Buddhist Ritual Tool: Tingsha
Tingshas are cymbals used as ritual tools in Tibetan Buddhist prayers and ceremonies. Tied to the two ends of a cord, they produce a pure, high-pitched sound when struck. Uniquely, the tone that emanates from them is an extremely long one. The name “tingsha” is derived from two syllables in Tibetan – “ting” is the sound produced by the metal and “sha” means “hanging”.
Tingshas were traditionally handcrafted, using the Tibetan sand-casting technique. Artisans used fine-grained, wet sand to create two moulds which they baked repeatedly over charcoal. Molten bell-metal, made of a tin and copper alloy would be poured into the moulds once they were ready. Finally, the artisan would hammer around the thick periphery of the tingshas, ensuring that each pair had an identical pitch. From selecting pure raw materials to skillful tuning, the ancient process of making tingshas was a devoted and painstaking endeavor. Modern techniques have considerably lowered the production complexities of tingshas.

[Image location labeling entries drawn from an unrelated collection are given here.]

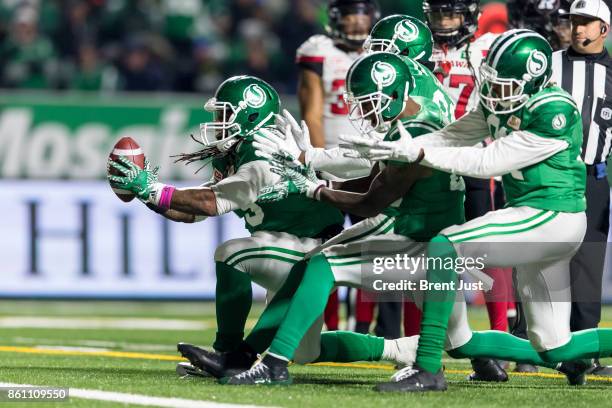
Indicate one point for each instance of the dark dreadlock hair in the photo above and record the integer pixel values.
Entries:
(207, 154)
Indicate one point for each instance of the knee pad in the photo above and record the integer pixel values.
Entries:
(440, 246)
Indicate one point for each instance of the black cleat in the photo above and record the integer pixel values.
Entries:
(186, 370)
(414, 379)
(269, 371)
(217, 364)
(525, 368)
(598, 369)
(487, 370)
(575, 371)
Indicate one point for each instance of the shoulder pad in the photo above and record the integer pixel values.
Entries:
(485, 40)
(545, 100)
(316, 46)
(551, 114)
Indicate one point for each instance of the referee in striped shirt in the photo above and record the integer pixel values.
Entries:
(585, 71)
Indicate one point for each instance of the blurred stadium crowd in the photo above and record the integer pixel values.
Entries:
(155, 45)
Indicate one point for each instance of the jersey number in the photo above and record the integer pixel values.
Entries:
(493, 122)
(442, 103)
(457, 183)
(254, 215)
(467, 82)
(339, 107)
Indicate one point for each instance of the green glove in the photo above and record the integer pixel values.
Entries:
(300, 180)
(141, 182)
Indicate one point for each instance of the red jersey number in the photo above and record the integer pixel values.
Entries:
(339, 107)
(457, 81)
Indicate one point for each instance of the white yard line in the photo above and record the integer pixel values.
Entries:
(139, 399)
(122, 345)
(100, 323)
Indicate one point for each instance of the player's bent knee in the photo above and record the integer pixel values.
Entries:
(228, 248)
(440, 246)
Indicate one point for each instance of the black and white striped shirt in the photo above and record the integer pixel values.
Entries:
(589, 79)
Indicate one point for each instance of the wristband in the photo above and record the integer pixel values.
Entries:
(166, 197)
(317, 191)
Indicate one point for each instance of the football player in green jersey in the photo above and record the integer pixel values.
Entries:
(537, 136)
(412, 40)
(281, 233)
(416, 203)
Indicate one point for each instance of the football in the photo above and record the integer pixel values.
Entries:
(128, 148)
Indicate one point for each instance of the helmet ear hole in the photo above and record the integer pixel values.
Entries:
(253, 117)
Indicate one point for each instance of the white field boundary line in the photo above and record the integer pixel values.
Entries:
(139, 399)
(25, 322)
(121, 345)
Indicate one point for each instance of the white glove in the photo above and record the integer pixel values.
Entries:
(299, 132)
(402, 150)
(271, 147)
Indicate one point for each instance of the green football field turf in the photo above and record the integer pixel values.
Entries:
(129, 347)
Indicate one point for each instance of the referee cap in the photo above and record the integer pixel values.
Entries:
(591, 8)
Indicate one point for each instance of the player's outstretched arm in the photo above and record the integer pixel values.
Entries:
(311, 99)
(387, 187)
(518, 150)
(331, 161)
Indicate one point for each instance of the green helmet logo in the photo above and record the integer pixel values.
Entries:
(559, 121)
(536, 63)
(402, 35)
(406, 31)
(377, 91)
(241, 105)
(383, 74)
(518, 65)
(254, 96)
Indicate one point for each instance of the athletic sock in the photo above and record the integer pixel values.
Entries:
(501, 346)
(233, 299)
(269, 321)
(438, 304)
(584, 344)
(273, 360)
(344, 347)
(306, 306)
(402, 350)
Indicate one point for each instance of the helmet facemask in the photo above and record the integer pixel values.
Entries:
(366, 111)
(224, 124)
(501, 95)
(352, 31)
(381, 44)
(436, 19)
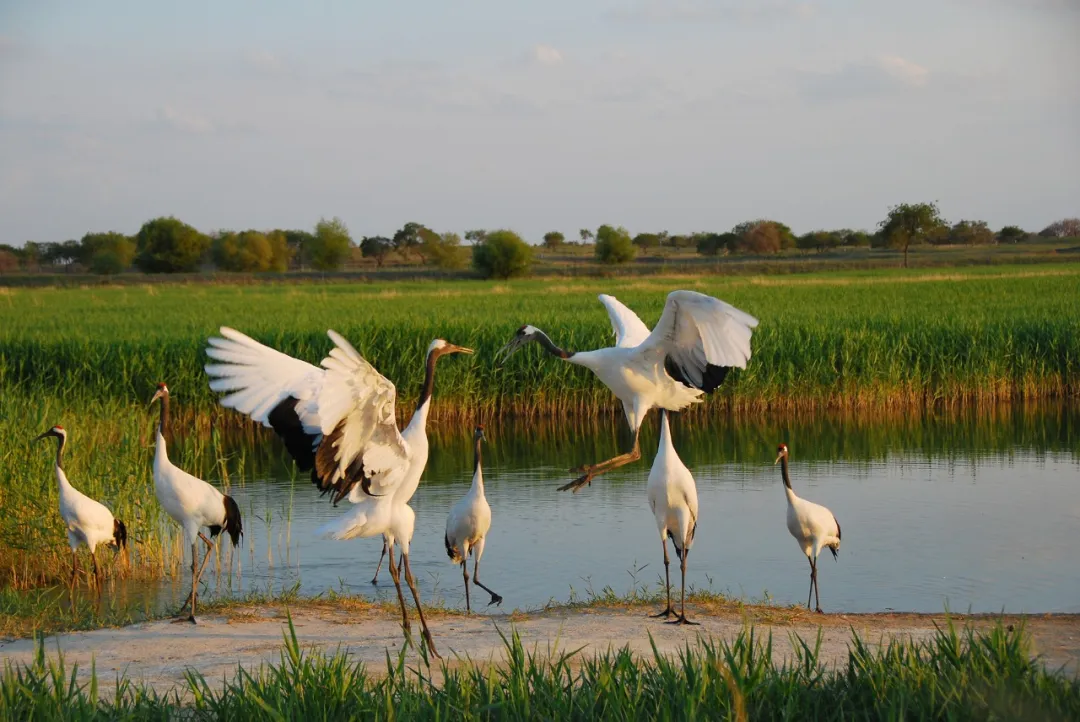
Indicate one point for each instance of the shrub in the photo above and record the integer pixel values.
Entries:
(613, 245)
(167, 245)
(502, 255)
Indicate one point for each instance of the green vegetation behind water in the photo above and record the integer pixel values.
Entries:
(850, 340)
(956, 676)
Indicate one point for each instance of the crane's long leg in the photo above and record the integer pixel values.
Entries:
(97, 572)
(419, 609)
(202, 567)
(592, 471)
(375, 580)
(395, 575)
(464, 574)
(667, 583)
(496, 599)
(817, 588)
(682, 617)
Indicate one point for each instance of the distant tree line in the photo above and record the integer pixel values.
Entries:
(167, 245)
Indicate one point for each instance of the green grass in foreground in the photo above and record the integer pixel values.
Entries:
(957, 676)
(852, 340)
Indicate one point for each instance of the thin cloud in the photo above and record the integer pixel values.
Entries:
(183, 122)
(710, 11)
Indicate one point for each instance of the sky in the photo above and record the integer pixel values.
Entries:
(679, 114)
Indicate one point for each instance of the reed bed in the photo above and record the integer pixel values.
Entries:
(855, 340)
(958, 675)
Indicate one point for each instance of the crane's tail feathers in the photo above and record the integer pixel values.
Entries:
(119, 534)
(451, 550)
(233, 525)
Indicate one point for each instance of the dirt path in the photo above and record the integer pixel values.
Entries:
(158, 653)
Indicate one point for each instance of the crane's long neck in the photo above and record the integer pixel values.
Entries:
(787, 478)
(477, 485)
(423, 404)
(550, 346)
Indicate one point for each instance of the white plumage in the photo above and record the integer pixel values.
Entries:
(673, 498)
(338, 421)
(88, 521)
(812, 526)
(468, 523)
(688, 354)
(191, 503)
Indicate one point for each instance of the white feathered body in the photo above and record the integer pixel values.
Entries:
(88, 520)
(469, 521)
(190, 501)
(673, 494)
(812, 526)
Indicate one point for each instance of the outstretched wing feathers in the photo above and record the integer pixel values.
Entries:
(346, 409)
(701, 336)
(630, 330)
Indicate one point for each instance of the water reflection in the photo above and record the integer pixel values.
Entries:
(979, 509)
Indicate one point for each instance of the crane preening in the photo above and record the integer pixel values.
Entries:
(191, 502)
(812, 526)
(88, 521)
(468, 523)
(673, 498)
(696, 342)
(339, 421)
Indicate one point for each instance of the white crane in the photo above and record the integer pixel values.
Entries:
(339, 422)
(673, 498)
(689, 353)
(467, 526)
(191, 502)
(88, 521)
(812, 526)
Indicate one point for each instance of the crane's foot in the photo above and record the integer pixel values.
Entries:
(578, 484)
(679, 620)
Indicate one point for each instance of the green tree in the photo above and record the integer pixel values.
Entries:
(331, 245)
(971, 233)
(412, 237)
(9, 261)
(167, 245)
(445, 250)
(1012, 234)
(107, 253)
(377, 247)
(247, 251)
(613, 245)
(910, 223)
(553, 239)
(647, 241)
(502, 255)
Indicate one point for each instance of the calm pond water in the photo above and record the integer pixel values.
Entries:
(976, 511)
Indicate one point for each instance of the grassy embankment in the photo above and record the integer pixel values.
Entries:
(853, 343)
(961, 675)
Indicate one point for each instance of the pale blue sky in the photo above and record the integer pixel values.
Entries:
(679, 116)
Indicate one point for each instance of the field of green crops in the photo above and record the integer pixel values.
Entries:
(858, 343)
(955, 676)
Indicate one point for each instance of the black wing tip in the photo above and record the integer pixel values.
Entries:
(119, 533)
(233, 523)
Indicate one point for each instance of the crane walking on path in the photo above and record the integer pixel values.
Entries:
(339, 422)
(467, 527)
(192, 503)
(696, 342)
(812, 526)
(673, 498)
(88, 520)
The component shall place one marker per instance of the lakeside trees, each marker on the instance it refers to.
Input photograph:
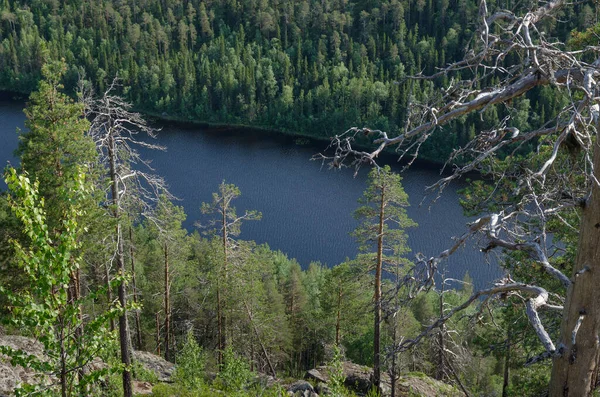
(534, 195)
(383, 222)
(305, 66)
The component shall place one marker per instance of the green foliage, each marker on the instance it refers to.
(45, 308)
(336, 374)
(298, 66)
(234, 375)
(191, 362)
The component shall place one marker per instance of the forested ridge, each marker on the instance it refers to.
(94, 261)
(307, 67)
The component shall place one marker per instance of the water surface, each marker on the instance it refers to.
(307, 208)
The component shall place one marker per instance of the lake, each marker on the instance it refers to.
(306, 207)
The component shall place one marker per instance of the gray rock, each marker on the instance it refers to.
(316, 375)
(300, 386)
(161, 367)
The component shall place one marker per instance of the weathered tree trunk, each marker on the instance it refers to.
(167, 307)
(506, 365)
(225, 275)
(124, 338)
(109, 295)
(338, 317)
(441, 368)
(573, 371)
(262, 346)
(377, 295)
(138, 326)
(157, 334)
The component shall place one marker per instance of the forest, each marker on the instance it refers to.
(95, 265)
(305, 67)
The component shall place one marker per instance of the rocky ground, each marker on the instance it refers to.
(315, 382)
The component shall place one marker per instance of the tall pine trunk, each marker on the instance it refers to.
(377, 295)
(167, 307)
(573, 371)
(138, 326)
(124, 338)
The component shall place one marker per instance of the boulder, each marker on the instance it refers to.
(13, 376)
(359, 380)
(301, 388)
(315, 375)
(161, 367)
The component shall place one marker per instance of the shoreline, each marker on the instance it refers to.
(156, 118)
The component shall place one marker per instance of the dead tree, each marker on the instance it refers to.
(114, 129)
(483, 79)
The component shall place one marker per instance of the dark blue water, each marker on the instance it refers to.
(307, 209)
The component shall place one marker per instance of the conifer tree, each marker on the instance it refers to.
(384, 219)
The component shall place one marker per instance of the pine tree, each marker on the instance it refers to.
(383, 219)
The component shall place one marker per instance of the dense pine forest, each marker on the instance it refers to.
(96, 268)
(306, 67)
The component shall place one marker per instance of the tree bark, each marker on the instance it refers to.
(157, 334)
(505, 382)
(167, 307)
(124, 338)
(573, 370)
(338, 316)
(441, 369)
(138, 326)
(377, 296)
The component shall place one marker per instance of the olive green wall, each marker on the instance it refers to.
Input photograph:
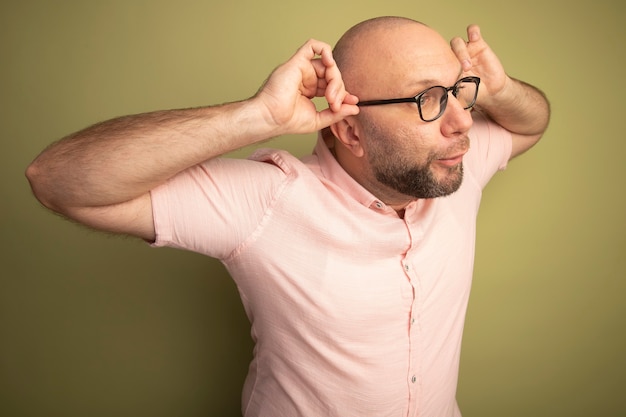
(93, 325)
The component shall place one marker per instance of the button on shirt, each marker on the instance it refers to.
(354, 311)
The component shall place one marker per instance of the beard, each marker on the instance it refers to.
(395, 169)
(417, 181)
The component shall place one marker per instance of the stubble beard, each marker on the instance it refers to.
(395, 170)
(418, 181)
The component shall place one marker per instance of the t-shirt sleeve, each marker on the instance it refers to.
(212, 208)
(490, 149)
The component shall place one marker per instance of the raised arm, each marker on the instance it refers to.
(102, 176)
(513, 104)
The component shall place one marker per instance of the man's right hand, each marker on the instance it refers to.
(287, 95)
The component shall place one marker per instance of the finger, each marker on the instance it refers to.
(459, 47)
(473, 33)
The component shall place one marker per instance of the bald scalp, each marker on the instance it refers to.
(356, 44)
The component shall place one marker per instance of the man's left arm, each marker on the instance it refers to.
(513, 104)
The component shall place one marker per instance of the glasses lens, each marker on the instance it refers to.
(465, 92)
(432, 102)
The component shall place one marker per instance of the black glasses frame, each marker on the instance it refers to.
(416, 99)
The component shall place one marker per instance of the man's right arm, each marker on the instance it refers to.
(102, 176)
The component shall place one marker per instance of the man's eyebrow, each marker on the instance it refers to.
(429, 82)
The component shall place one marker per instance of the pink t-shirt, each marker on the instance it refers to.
(354, 311)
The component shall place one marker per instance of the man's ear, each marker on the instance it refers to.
(348, 134)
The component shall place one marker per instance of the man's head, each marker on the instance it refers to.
(389, 149)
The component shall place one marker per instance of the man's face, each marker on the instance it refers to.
(406, 155)
(414, 162)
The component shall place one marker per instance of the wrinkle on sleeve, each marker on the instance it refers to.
(213, 207)
(490, 149)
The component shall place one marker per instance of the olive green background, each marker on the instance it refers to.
(97, 325)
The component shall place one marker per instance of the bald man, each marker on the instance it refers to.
(354, 264)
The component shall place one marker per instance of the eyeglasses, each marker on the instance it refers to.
(432, 102)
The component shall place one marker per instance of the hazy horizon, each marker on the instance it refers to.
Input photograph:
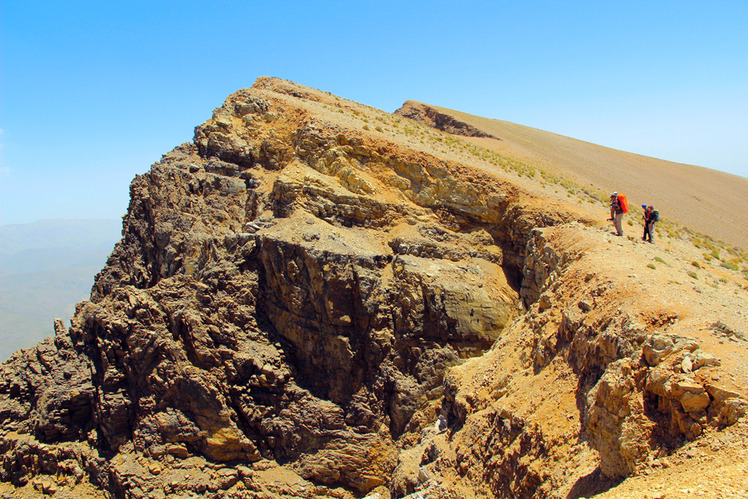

Tingshas are used during specific rituals such as those in which food offerings or guidance prayers are made to “hungry ghosts.” This derives from the Hindu tradition of ancestor worship. The cymbals are also used for meditation. Their sound is said to cleanse the spirit, clearing the mind of all thoughts during meditation and paving the way for a post-meditation state of great mental clarity.